# spider-lib
A Rust-based web scraping framework inspired by Scrapy.
[](https://crates.io/crates/spider-lib)
[](https://docs.rs/spider-lib)
[](https://opensource.org/licenses/MIT)
`spider-lib` is an asynchronous, concurrent web scraping library for Rust. It's designed to be a lightweight yet powerful tool for building and running scrapers for projects of any size. If you're familiar with Scrapy's architecture of Spiders, Middlewares, and Pipelines, you'll feel right at home.
## Getting Started
To use `spider-lib`, add it to your project's `Cargo.toml`:
```toml
[dependencies]
spider-lib = "0.2" # Check crates.io for the latest version
```
## Quick Example
Here's a minimal example of a spider that scrapes quotes from `quotes.toscrape.com`.
For convenience, `spider-lib` offers a prelude that re-exports the most commonly used items.
```rust
// Use the prelude for easy access to common types and traits.
use spider_lib::prelude::*;
use spider_lib::utils::ToSelector; // ToSelector is not in the prelude
#[scraped_item]
pub struct QuoteItem {
pub text: String,
pub author: String,
}
pub struct QuotesSpider;
#[async_trait]
impl Spider for QuotesSpider {
type Item = QuoteItem;
fn start_urls(&self) -> Vec<&'static str> {
vec!["http://quotes.toscrape.com/"]
}
async fn parse(&mut self, response: Response) -> Result<ParseOutput<Self::Item>, SpiderError> {
let html = response.to_html()?;
let mut output = ParseOutput::new();
for quote in html.select(&".quote".to_selector()?) {
let text = quote.select(&".text".to_selector()?).next().map(|e| e.text().collect()).unwrap_or_default();
let author = quote.select(&".author".to_selector()?).next().map(|e| e.text().collect()).unwrap_or_default();
output.add_item(QuoteItem { text, author });
}
if let Some(next_href) = html.select(&".next > a[href]".to_selector()?).next().and_then(|a| a.attr("href")) {
let next_url = response.url.join(next_href)?;
output.add_request(Request::new(next_url));
}
Ok(output)
}
}
#[tokio::main]
async fn main() -> Result<(), SpiderError> {
tracing_subscriber::fmt().with_max_level(tracing::Level::INFO).init();
// The builder defaults to using ReqwestClientDownloader
let crawler = CrawlerBuilder::new(QuotesSpider)
.build()
.await?;
crawler.start_crawl().await?;
Ok(())
}
```
## Features
* **Asynchronous & Concurrent:** `spider-lib` provides a high-performance, asynchronous web scraping framework built on `tokio`, leveraging an actor-like concurrency model for efficient task handling.

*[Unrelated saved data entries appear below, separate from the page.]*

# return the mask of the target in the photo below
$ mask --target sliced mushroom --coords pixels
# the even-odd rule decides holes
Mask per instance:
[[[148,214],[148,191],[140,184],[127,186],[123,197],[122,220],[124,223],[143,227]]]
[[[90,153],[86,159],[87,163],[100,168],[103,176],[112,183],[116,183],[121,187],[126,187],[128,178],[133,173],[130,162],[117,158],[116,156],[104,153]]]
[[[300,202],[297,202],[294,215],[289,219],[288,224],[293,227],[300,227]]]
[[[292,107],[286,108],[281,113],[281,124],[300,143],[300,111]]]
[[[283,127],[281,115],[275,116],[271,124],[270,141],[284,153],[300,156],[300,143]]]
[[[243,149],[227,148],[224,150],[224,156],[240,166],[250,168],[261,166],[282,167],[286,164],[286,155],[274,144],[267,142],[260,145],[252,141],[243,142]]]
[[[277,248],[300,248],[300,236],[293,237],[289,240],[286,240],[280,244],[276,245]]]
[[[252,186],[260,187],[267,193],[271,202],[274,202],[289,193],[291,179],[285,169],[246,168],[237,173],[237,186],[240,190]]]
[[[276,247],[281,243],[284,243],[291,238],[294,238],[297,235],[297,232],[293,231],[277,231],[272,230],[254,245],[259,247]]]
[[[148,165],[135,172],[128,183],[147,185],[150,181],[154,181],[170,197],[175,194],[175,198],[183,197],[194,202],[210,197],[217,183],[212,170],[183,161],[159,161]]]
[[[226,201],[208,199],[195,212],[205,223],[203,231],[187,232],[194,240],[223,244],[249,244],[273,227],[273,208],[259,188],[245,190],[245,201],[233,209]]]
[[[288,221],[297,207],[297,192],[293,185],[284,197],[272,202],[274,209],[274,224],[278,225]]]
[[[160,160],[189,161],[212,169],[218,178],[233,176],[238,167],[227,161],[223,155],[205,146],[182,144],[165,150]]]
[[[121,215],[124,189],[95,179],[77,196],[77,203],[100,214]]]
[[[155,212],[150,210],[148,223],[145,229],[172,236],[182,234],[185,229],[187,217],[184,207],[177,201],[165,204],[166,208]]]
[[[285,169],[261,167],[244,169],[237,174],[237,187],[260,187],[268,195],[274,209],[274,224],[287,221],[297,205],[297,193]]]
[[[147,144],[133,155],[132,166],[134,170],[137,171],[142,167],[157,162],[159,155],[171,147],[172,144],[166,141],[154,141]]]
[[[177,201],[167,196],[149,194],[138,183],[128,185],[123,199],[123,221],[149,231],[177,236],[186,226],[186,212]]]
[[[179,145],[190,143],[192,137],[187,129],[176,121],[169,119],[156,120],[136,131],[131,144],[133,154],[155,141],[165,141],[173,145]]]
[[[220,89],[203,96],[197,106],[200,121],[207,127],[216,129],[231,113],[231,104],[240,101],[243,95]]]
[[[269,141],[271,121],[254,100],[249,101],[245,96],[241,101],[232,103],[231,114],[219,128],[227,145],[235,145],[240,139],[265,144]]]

* **Crawl Statistics:** Automatically collects and logs comprehensive statistics about the crawl's progress, including requests, responses (with status codes), items scraped, and downloaded bytes. The `StatCollector` can also be accessed programmatically via `crawler.get_stats()` for custom reporting and integration.
* **Graceful Shutdown:** Ensures clean termination on `Ctrl+C`, allowing in-flight tasks to complete and flushing all data.
* **Checkpoint and Resume:** Allows saving the crawler's state (scheduler, pipelines) to a file and resuming the crawl later, supporting both manual and periodic automatic saves. This includes salvaging un-processed requests.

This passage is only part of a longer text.